I want to parse with XmlSlurper a HTML document which I read using HTTPBuilder. Initialy I tried to do it this way:
def response = http.get(path: "index.php", contentType: TEXT)
def slurper = new XmlSlurper()
def xml = slurper.parse(response)
But it produces an exception:
java.io.IOException: Server returned HTTP response code: 503 for URL: http://www.w3.org/TR/xhtml1/DTD/xhtml1-transitional.dtd
I found a workaround to provide cached DTD files.
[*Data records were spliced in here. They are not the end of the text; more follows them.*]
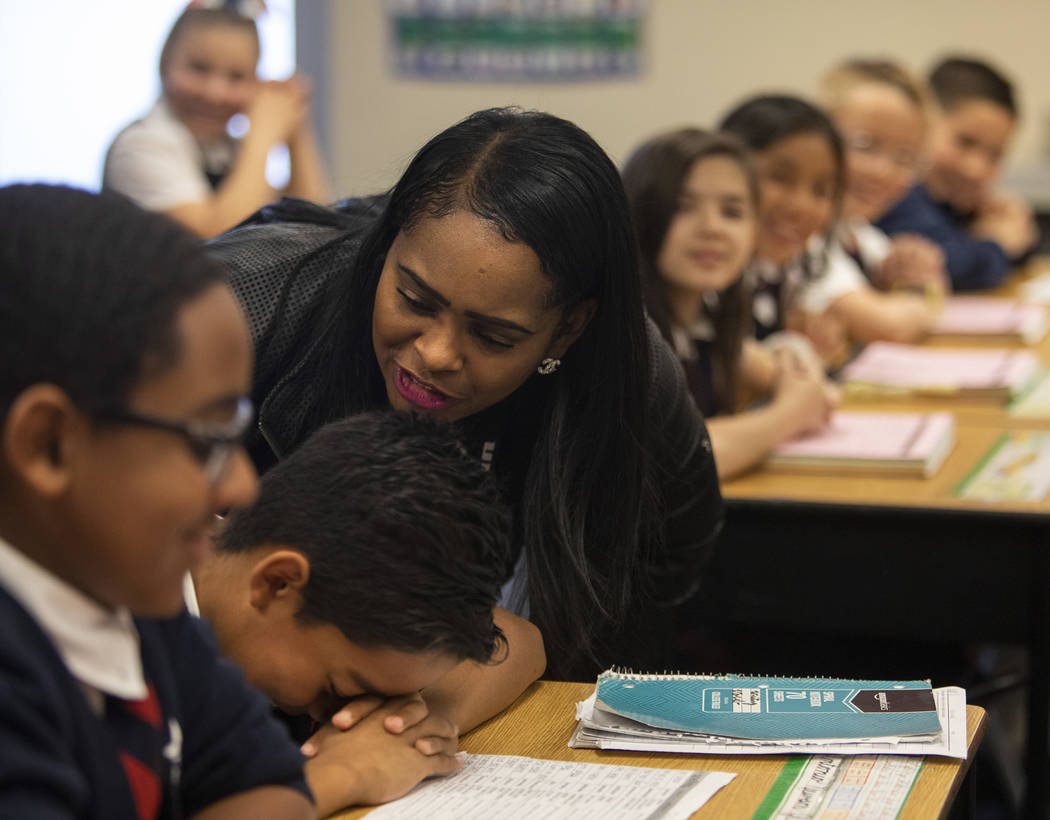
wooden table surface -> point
(540, 722)
(980, 422)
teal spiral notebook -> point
(771, 708)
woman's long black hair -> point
(587, 509)
(653, 176)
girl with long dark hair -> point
(694, 197)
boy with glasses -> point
(981, 231)
(122, 398)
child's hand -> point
(803, 394)
(915, 261)
(825, 333)
(412, 711)
(1007, 221)
(368, 764)
(278, 109)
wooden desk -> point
(540, 722)
(901, 558)
(894, 558)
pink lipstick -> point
(419, 393)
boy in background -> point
(364, 576)
(126, 365)
(982, 232)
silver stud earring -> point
(548, 365)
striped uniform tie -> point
(138, 731)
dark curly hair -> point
(405, 534)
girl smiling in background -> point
(800, 280)
(181, 161)
(694, 198)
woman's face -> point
(712, 234)
(884, 133)
(797, 175)
(461, 317)
(209, 77)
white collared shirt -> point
(158, 163)
(99, 645)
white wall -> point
(704, 57)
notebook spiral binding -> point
(626, 673)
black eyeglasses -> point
(211, 443)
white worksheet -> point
(530, 789)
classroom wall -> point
(702, 57)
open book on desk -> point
(736, 714)
(991, 319)
(884, 443)
(900, 371)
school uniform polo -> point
(158, 163)
(71, 671)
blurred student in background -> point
(804, 280)
(694, 198)
(981, 231)
(180, 158)
(880, 110)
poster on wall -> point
(517, 40)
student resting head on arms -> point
(694, 197)
(180, 159)
(365, 571)
(881, 111)
(981, 231)
(123, 398)
(497, 288)
(805, 280)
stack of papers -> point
(886, 369)
(990, 318)
(732, 714)
(894, 443)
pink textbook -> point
(897, 443)
(902, 370)
(991, 319)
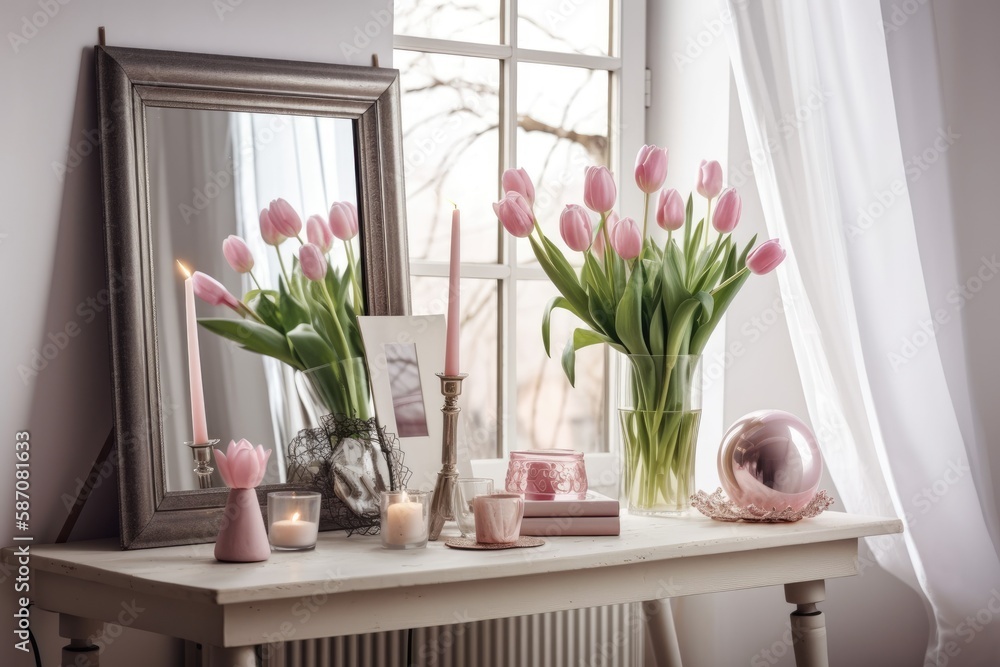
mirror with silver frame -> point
(193, 147)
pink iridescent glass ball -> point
(770, 459)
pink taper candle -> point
(200, 426)
(451, 365)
I found a simple implementation of class which should help here:
class CachedDTD {
/**
* Return DTD 'systemId' as InputSource.
* @param publicId
* @param systemId
* @return InputSource for locally cached DTD.
*/
def static entityResolver = [
resolveEntity: { publicId, systemId ->
try {
String dtd = "dtd/" + systemId.split("/").last()
Logger.getRootLogger().debug "DTD path: ${dtd}"
new org.xml.sax.InputSource(CachedDTD.class.getResourceAsStream(dtd))
} catch (e) {
//e.printStackTrace()
Logger.getRootLogger().fatal "Fatal error", e
null
}
}
] as org.xml.sax.EntityResolver
}
My package tree looks as shown below:
I modified also a little code for parsing response, so it looks like this:
def response = http.get(path: "index.php", contentType: TEXT)
def slurper = new XmlSlurper()
slurper.setEntityResolver(org.yuri.CachedDTD.entityResolver)
def xml = slurper.parse(response)
But now I'm getting java.net.MalformedURLException
. Logged DTD path from CachedDTD entityResolver is org/yuri/dtd/xhtml1-transitional.dtd
and I can't get it working...